Since that first weekend, they have not seen much of a change outside of the normal business, but Tate expects to see more teams in during the summer when Grand Park is officially open.

Paradise Bakery

14550 Clay Terrace Blvd. – 7.3 miles from Grand Park

“Right now things are the same,” said Marsha Artusi, manager of Paradise Bakery at Clay Terrace Mall. Artusi said she is expecting things to pick up as the weather warms up and more visitors are coming into Grand Park.

Overall, the affect Grand Park is having on the neighboring communities has been great. Most places are seeing an increase in weekend business due to the large numbers of visitors in the area and from what most businesses are predicting, it is only going to get better.

 

Prepping for the rush 

Daly

Daly

At the city level, hospitality coordinator Rhonda Daly said she has heard and seen the impact of Grand Park which is helping Westfield sell itself.

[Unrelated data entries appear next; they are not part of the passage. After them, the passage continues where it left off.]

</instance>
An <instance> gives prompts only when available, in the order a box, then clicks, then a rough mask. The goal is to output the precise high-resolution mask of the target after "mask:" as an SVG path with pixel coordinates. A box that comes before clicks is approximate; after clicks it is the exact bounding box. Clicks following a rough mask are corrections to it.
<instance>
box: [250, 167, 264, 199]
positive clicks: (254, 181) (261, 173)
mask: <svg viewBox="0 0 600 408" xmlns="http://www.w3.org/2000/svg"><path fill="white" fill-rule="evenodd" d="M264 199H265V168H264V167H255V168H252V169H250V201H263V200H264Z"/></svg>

“It’s absolutely having a huge impact on the surrounding businesses. Especially the restaurants, you see teams in uniforms because of the play at Grand Park,” she said. “What’s most exciting is not just the volume of people, but the minimizing of glitches, having never done this before.”

To assist the community, Daly has been asked to inform businesses about scheduling at Grand Park so they are prepared for large events.

“That’s what I am doing right now, sending weekly or a couple weeks advance notice to help them with scheduling and supplies,” she said.“We are also getting maps out so visitors know where everything is located.”

While Daly is not permitted to share details, she said the opening has increased interest from various restaurants and hotels.

“As the numbers grow, so does the interest. They (perspective businesses) have been waiting to see the data to sell the idea to the corporate offices. We knew it was going to be popular. Now everybody is seeing just how popular,” she said.